The pressure on today’s popular athletes extends far beyond their performance in their sport. In the social media age, fans want to know all about the ins and outs of leading athletes’ lives. There’s added demand to be present online to secure sponsorship deals and uphold a particular reputation. Despite this, there’s no real censorship on what the general public can say about a sports personality on social media, sometimes resulting in unkind or abusive comments.
Whether athletes choose to actively engage in social media themselves – voluntarily opening the doors of communication – or prefer not to have an online presence, it’s undeniable that social media can affect them either way. So, what sort of psychological impact can all of this have on those involved?
Social media forges a relationship between athletes and fans
To start on a positive note, social media benefits professional sports. Most people using social media platforms have good intentions and use social channels to sing their favourite athlete’s praises and share their support. This can help build an athlete’s confidence and self-esteem while forging a meaningful relationship between the athlete and their fanbase. Plus, from the athlete’s perspective, they also have the opportunity to represent themselves as authentically as possible instead of relying on their media portrayal.
Speaking on the topic for a recent study on Premier League fandom, cognitive anthropologist Dr Martha Newson says, ‘After several decades of football players’ lives being relatively private, due to the high risk of public scrutiny via print media, social media has offered players the opportunity to share their own stories, for which there is a huge appetite.’
‘But that comes with added expectations. Football players are there to do a job: play football well. While they need to use their platforms responsibly, not all players have the personality to live up to being a role model beyond their sporting achievements.’
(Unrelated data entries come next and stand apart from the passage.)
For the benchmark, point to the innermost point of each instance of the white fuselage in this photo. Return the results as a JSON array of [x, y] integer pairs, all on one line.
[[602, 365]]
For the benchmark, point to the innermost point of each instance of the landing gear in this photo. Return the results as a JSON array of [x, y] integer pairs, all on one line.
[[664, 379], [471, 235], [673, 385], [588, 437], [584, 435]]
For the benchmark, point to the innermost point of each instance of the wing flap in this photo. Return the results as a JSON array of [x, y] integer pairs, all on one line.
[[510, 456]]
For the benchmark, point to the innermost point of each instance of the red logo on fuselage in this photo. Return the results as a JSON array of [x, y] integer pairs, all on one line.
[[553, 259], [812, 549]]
Trolling can take its toll on mental well-being
In addition to the pressure to perform on social media and the sports ground, trolling is a big issue in sport and one of the hardest things that an athlete in today’s world has to deal with. Unfortunately, while social media can help with athletes’ careers and public image, it can destroy these just as quickly or cause dangerous stress levels.
Whether messages are sent directly or posted publicly, athletes frequently fall victim to offensive, threatening and derogatory remarks at the hands of social media users. Not only is this upsetting and distressing to read, but it can conjure up feelings of fear and anxiety that can have long-term effects.
In the UK, footballers are particularly vulnerable to online abuse. The aforementioned Premier League study looked into the sentiment of tweets received by Premier League clubs. Many teams receive more negative comments than positive, with Tottenham Hotspur faring the worst.
Trolling isn’t exclusive to football, however, with many professionals across all sorts of sports reporting similar experiences. A 2021 study, also investigating negative comments on Twitter, revealed that American basketball player LeBron James received the most negative comments that year (122,568) of all sports stars investigated, with British footballer Marcus Rashford coming in second (32,328).
Race and gender can impact the nature of trolling
Anyone in the public eye can be vulnerable to online trolling, though factors including race, gender and sexuality can play a significant part like the abuse. A 2020 BBC Sport survey found that 30% of sportswomen have been trolled on social media – up from 14% in 2015.
The comments received are often misogynistic or sexual in nature, leaving the women feeling objectified, belittled, and threatened. And when the vast majority of messages aren’t even about their performance in the sport, it’s incredibly hard for this not to take its toll on their self-esteem, body image and feelings of personal safety.
Black and minority ethnic sports stars are most likely to experience harmful comments online. The 2021 FIFA World Cup was a key example of this when the final between England and Italy sparked a torrent of racial abuse against Bukayo Saka, Marcus Rashford and Jadon Sancho after they missed penalties shootout won by Italy. While this raised awareness of the problem and a public outcry to do better, there’s a lot to be done to stamp out this harmful behaviour.
Newson explains, ‘Social media toxicity can, at times, bring fans together in a rallying cry against that negativity and harm – this is potentially what we’ve seen following the racism against the ‘three lions’ at the 2020 Euros. But for players, this kind of bullying can have lasting, detrimental effects on psychological well-being and, relatedly, performance on the pitch: players are only human.’
What’s being done about it?
Sadly, there are still challenges in tackling social media trolling. Companies including Facebook and Twitter have vowed to crack down on hateful comments aimed at athletes and other public figures. Still, it remains the case that unless a user has their real identity linked to the profile they’re sending abusive messages from, it’s hard to hold them accountable.
So, while the source of the issue is being addressed, mental health support for athletes is more important than ever. For example, Team GB had a support hotline set up during the Tokyo Games, manned by psychologists and other mental health professionals. And, just this week, Liverpool FC reported that they had hired a therapist to help players deal with online trolling.
The general public should go without saying that they need to be kind and mindful about what they post. The impact of their words can be more significant than they’d imagine.